A total of 202 patients with 101 in each group. The sample size was estimated using WHO
sample size calculator using statistics for efficacy in topical Tazarotene gel (group A) as
30.5% and micro-needling (group B) as 47.2%,80% power of test and 95% confidence level. Both
genders, 18 to 40 years with atrophic post-acne scar patients of duration 4 to 8 years were
included. Informed consent was obtained. Patients with grade 2 to 4 facial atrophic post-acne
scars assessed by Goodman and Baron qualitative global scarring grading system. While
excluded pregnant/lactating woman, any prior allergy to given drug, history of keloidal
tendency/hypertrophic scarring, active acne or acne marks such as red, black or brown macular
marks, previous dermabrasion, laser resurfacing on face, facial scar due to reasons other
than acne, collagen vascular disease, bleeding disorders, treatment history of <4 weeks for
topical retinoid, alpha/beta hydroxyl acids, <3 months for microdermabrasion and <6 months
for oral retinoids.
This study was conducted after approval from ethical review committee and CPSP. During the
patient first visit, baseline photographs were captured with informed consent. Dermoscopic
examinations of predominant scar type (such as icepick, rolling or boxcar) and the ssca
severity assessed according to the Goodman and Baron qualitative acne scarring grading
systems for every patient. All patients were randomly divided into two groups using
computer-generated sequential number placed in sealed envelopes and opened only before the
commencement of the study. In group A, patients were instructed to apply a thin film of
tazarotene gel 0.1% over the affected area once daily in the evening by placing a pea-sized
amount of gel in the palm of the hand and using tip of a finger to cover the entire half of
the face.

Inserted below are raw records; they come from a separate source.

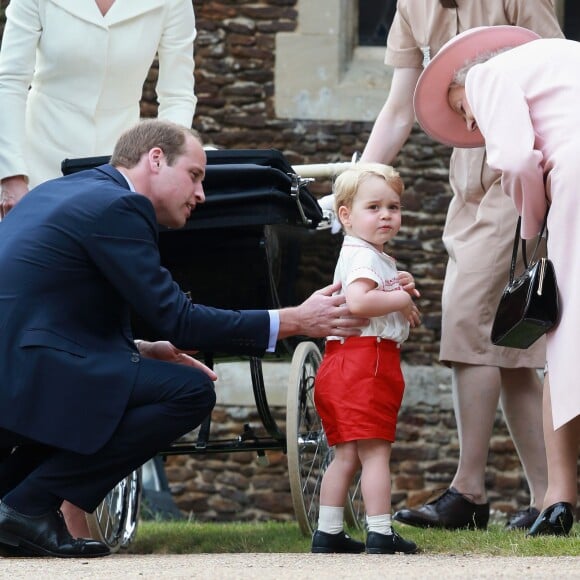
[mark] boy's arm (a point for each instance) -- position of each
(363, 298)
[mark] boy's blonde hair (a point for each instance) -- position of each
(348, 182)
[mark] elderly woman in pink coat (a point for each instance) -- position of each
(518, 94)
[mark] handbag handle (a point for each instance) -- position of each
(524, 253)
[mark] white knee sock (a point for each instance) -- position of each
(380, 524)
(330, 519)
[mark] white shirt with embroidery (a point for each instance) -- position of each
(358, 259)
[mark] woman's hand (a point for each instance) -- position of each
(13, 189)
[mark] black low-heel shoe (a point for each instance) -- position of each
(341, 543)
(556, 520)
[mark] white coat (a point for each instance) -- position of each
(86, 73)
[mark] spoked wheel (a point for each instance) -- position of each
(114, 522)
(308, 451)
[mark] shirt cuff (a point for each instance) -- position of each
(274, 329)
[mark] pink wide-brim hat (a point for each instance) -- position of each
(432, 108)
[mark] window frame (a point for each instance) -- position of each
(344, 81)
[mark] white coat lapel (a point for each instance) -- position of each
(119, 11)
(127, 9)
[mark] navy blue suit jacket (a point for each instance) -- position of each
(76, 255)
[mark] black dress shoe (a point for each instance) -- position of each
(341, 543)
(556, 520)
(451, 511)
(389, 544)
(522, 519)
(45, 535)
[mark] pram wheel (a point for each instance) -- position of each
(114, 522)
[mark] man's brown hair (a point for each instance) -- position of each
(140, 139)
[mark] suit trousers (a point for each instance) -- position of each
(167, 401)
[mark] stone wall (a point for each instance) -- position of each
(234, 486)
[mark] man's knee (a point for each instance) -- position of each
(197, 398)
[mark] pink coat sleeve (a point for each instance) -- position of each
(502, 114)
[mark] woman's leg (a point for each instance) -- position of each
(476, 392)
(521, 399)
(562, 454)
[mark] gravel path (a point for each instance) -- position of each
(294, 566)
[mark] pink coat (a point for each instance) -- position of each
(525, 102)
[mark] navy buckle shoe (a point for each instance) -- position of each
(389, 544)
(556, 520)
(341, 543)
(45, 535)
(451, 511)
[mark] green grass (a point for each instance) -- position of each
(197, 538)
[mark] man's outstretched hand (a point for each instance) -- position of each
(164, 350)
(322, 314)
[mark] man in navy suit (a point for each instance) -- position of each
(82, 404)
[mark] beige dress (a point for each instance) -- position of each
(481, 219)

Patients who experienced facial dryness were allowed to use a moisturizing cream
during the day on entire face but use of any other medication on the face was prohibited. In
group B, microneedling was performed with a standard dermaroller (192 needles of length 1.5
mm) by the same investigator, once per month for 6 months. A topical anesthetic mixture of
lignocaine and prilocaine was applied over the face in a thick layer under occlusion 1 hour
before the procedure.
Microneedling was performed by rolling the dermaroller with uniform and firm pressure in 4
different directions (i.e, perpendicular and diagonal to each other) with to-and-fro motion
up to 8 times (a total of 32 passes) or until the end point of uniform pinpoint bleeding was
achieved. After treatment, the area was wetted with saline pads. The participants were
instructed to follow strict photoprotective measures including the application of a
broad-spectrum sunscreen with sun protection factor 30 over the entire face. All patients
were followed up at 3 month and on 6 month from the baseline visit. Digital photographs were
captured at 3 and 6 month follow-up visits. An improvement by 2 qualitative grades was
considered excellent, by 1 grade was rated good, and by 0 grade was labeled a poor response.

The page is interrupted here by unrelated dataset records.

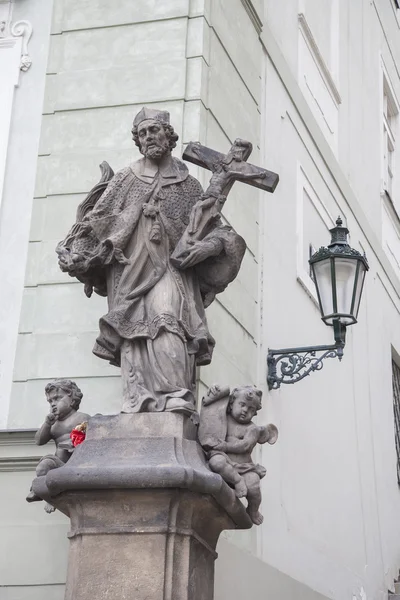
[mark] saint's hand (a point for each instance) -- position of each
(50, 419)
(199, 251)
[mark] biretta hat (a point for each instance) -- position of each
(151, 113)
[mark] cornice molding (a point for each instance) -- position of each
(319, 59)
(17, 463)
(253, 14)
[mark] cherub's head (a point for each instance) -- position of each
(64, 397)
(244, 402)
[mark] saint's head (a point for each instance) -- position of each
(153, 134)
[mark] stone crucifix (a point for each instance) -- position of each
(226, 169)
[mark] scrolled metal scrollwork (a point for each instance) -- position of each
(295, 364)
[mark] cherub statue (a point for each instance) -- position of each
(228, 437)
(64, 398)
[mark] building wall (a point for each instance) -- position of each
(332, 486)
(307, 91)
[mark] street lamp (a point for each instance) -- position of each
(338, 273)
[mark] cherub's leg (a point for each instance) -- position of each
(49, 508)
(219, 464)
(253, 497)
(44, 466)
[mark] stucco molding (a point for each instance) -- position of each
(318, 58)
(10, 32)
(253, 14)
(17, 437)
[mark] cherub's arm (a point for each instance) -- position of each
(214, 393)
(241, 446)
(267, 434)
(43, 435)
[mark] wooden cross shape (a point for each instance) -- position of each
(226, 169)
(234, 165)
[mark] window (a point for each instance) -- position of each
(390, 125)
(396, 410)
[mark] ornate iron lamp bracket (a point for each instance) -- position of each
(290, 365)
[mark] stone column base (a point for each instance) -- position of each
(142, 544)
(145, 510)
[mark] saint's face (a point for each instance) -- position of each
(60, 404)
(243, 409)
(152, 138)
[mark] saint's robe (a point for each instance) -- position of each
(156, 327)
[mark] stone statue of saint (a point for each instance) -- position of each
(121, 246)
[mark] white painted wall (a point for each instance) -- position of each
(18, 176)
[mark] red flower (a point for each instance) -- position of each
(78, 435)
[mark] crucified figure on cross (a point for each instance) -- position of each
(226, 169)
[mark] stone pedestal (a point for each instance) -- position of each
(145, 510)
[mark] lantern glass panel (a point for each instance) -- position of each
(323, 283)
(359, 287)
(345, 271)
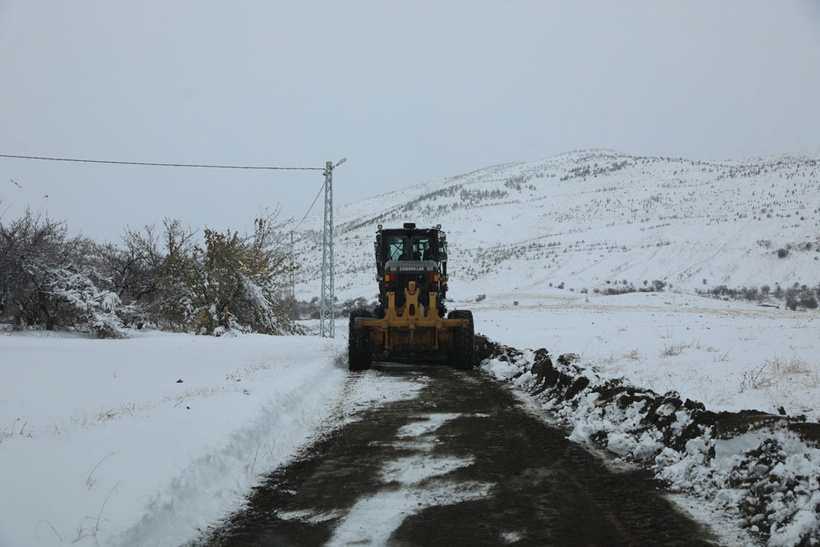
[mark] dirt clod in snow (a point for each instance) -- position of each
(762, 468)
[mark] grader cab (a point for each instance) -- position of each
(409, 323)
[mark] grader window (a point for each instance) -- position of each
(423, 248)
(395, 247)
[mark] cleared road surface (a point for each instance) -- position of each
(434, 456)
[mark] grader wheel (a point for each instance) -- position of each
(462, 355)
(359, 352)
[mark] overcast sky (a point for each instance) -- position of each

The outcome was the change from baseline in acne scar severity grade at 3 and 6 month
follow-up visits. All the data was entered in a predesigned proforma. Biasness and confounder
were controlled by strictly following the inclusion criteria.

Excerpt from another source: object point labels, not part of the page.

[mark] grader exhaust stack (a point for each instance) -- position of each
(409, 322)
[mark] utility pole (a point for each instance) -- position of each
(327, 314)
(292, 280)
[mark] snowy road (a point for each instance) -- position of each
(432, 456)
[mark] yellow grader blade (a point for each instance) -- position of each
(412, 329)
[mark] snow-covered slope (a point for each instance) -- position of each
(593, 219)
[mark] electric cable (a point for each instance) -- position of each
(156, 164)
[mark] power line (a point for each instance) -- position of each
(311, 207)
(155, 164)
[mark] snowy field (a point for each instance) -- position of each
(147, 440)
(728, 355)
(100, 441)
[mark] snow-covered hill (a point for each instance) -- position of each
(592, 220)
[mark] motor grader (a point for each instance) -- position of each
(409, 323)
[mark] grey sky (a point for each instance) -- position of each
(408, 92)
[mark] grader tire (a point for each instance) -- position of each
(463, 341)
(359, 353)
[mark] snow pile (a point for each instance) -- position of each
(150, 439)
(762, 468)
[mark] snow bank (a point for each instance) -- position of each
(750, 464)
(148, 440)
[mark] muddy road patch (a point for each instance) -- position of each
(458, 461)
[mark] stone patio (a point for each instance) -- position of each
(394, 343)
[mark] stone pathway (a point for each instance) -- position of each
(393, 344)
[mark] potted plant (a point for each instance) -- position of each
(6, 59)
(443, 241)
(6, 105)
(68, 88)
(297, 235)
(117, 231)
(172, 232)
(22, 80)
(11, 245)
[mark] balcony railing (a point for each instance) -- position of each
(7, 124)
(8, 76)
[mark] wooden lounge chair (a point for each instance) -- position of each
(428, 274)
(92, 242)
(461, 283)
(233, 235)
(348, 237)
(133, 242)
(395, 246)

SPSS version 21 was used for data compilation and analysis. Frequencies and percentages were
computed for qualitative variables like gender, scar type, treatment, scar severity grade at
baseline, after 3 and 6 months and efficacy. Quantitative variables were presented as mean ±
SD like age and duration of acne. Comparison between both groups for efficacy was done by
using Chi square test. Effect modifier like age, gender and duration of disease were
controlled through stratification. Post stratification, Chi square test was applied for
categorical variables. Consider P <0.05 as significant.